Rainsy, the leader-in-exile of the outlawed Cambodia National Rescue Party (CNRP), had criticized the dynastic transition, saying in a Facebook post that he supported Gen. Banh’s son, Tea Seiha, who is now acting as governor of Siem Reap province, as future prime minister.
“I strongly oppose the Facebook page of Sam Rainsy dated March 10, which contained provocative content. My family and I remain fully supportive of Lieutenant General Hun Manet as the future prime minister,” Banh said in a dispatch carried by pro-government media.
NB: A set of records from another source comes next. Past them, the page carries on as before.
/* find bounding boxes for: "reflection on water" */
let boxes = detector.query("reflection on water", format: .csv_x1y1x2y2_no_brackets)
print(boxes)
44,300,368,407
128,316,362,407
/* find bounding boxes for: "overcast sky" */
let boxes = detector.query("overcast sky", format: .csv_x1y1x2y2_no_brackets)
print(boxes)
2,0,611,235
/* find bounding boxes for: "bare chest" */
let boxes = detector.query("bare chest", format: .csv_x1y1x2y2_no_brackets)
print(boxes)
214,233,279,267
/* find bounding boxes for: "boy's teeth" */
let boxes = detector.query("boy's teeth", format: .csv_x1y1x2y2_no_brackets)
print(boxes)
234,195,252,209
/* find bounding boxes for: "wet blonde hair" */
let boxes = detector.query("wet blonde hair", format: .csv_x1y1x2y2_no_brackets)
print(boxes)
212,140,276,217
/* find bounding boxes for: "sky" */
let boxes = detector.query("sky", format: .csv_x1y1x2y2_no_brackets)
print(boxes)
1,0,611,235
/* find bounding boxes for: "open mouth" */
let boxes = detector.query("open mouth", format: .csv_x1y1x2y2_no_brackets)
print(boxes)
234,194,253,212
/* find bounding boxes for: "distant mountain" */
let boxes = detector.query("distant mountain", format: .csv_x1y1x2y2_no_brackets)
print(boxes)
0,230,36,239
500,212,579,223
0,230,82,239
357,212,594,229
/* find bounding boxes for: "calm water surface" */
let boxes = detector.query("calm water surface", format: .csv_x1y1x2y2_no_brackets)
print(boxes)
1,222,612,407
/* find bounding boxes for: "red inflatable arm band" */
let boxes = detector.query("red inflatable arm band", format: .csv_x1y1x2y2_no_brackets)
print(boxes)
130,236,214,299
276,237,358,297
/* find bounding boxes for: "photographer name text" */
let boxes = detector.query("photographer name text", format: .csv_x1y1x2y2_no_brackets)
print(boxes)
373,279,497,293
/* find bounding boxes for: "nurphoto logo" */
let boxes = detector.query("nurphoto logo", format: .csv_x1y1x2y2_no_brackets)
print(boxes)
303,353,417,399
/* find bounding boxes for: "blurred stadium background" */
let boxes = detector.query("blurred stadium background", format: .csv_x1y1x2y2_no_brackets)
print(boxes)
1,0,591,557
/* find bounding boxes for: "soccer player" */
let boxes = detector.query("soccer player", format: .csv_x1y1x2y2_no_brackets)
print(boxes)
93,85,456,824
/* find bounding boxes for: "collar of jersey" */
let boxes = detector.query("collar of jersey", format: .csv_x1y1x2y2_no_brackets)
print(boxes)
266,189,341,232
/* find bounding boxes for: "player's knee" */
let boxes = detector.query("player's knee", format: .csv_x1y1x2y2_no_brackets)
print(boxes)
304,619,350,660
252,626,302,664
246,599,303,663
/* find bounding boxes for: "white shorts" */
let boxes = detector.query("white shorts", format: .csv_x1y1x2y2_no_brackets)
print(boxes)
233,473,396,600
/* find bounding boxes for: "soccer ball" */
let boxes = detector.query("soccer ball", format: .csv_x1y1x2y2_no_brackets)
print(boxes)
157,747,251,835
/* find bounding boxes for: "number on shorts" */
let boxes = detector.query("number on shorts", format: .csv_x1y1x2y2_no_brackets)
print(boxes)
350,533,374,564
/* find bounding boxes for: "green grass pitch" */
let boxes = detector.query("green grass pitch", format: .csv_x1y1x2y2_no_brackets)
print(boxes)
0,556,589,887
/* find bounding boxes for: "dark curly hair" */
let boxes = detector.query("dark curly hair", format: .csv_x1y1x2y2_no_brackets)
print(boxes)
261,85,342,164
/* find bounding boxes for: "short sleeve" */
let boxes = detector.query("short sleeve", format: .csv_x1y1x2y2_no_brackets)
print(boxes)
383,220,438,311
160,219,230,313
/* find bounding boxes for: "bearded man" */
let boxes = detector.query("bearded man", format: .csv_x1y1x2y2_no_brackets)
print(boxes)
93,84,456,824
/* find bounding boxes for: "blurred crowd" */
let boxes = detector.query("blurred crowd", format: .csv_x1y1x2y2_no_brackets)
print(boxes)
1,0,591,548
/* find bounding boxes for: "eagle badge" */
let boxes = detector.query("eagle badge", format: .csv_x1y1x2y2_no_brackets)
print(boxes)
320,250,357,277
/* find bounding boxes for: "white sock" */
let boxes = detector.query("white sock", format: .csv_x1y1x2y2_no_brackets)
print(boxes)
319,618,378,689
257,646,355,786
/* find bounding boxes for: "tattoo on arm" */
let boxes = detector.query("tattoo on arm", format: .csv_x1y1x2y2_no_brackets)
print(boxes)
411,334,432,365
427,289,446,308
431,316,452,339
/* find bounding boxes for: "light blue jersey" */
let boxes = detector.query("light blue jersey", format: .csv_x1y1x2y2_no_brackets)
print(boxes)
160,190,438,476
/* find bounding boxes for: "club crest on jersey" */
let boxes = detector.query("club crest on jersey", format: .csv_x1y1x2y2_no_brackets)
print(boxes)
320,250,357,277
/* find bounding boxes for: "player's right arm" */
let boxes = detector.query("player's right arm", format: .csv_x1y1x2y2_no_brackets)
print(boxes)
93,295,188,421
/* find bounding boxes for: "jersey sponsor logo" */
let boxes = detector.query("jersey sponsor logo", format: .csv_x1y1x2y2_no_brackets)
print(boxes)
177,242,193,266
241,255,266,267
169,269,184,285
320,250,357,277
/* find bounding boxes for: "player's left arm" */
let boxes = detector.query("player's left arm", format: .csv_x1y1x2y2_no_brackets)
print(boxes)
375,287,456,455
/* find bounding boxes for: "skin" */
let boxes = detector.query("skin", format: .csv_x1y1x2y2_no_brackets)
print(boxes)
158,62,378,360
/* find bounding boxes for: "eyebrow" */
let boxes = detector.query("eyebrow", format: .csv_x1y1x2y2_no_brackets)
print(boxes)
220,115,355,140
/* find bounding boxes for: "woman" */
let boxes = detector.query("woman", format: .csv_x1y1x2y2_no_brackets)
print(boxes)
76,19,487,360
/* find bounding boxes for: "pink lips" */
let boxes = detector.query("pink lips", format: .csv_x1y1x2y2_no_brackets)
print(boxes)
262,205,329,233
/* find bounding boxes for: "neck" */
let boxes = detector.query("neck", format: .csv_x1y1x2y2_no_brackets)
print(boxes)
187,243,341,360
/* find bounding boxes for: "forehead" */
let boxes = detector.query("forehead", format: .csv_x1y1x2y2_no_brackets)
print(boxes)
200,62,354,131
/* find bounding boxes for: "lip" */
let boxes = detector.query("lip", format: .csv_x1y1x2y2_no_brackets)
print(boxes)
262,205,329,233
“Rainsy’s comments are an attempt to split the CPP. We must prevent society from falling into instability, insecurity, national division and war again,” he said.
Tea Seiha also distanced himself from Rainsy’s comments, saying that as part of the younger generation of the CPP and as part of Gen. Banh’s family he strongly condemned Sam Rainsy for inciting, smearing and insulting his family, according to a dispatch from the Khmer Times.
“From a young age until now, my father has always told me that in Cambodia, only Prime Minister Hun Sen can lead the country well,” he said.
“My father also educated all of us in the ‘Tea’ family that no matter what the circumstances, we must remain loyal to Prime Minister Hun Sen.”
Cambodia goes to the polls in July in an election that only the CPP can win following the dissolution of the CNRP in late 2017, which enabled the ruling party to corner every seat in the 2018 general election.
On March 3, former CNRP president Kem Sokha was sentenced to 27 years under house detention and banned from politics for life after he was convicted of conspiring with the United States to oust Hun Sen from power.
The verdict was widely condemned as a plot designed to thwart any opposition at the election, which was defended by Cambodia’s Permanent Mission to the United Nations Office in Geneva.
In Dara, the ambassador and permanent representative to the UN, accused the world body’s human rights experts of “totally intending to mislead the public as to the nature of the conviction.”
Human rights experts from the UN have stated that Sokha’s trial was “fraught with irregularities, and failed to meet the standards of either Cambodian or international human rights law.”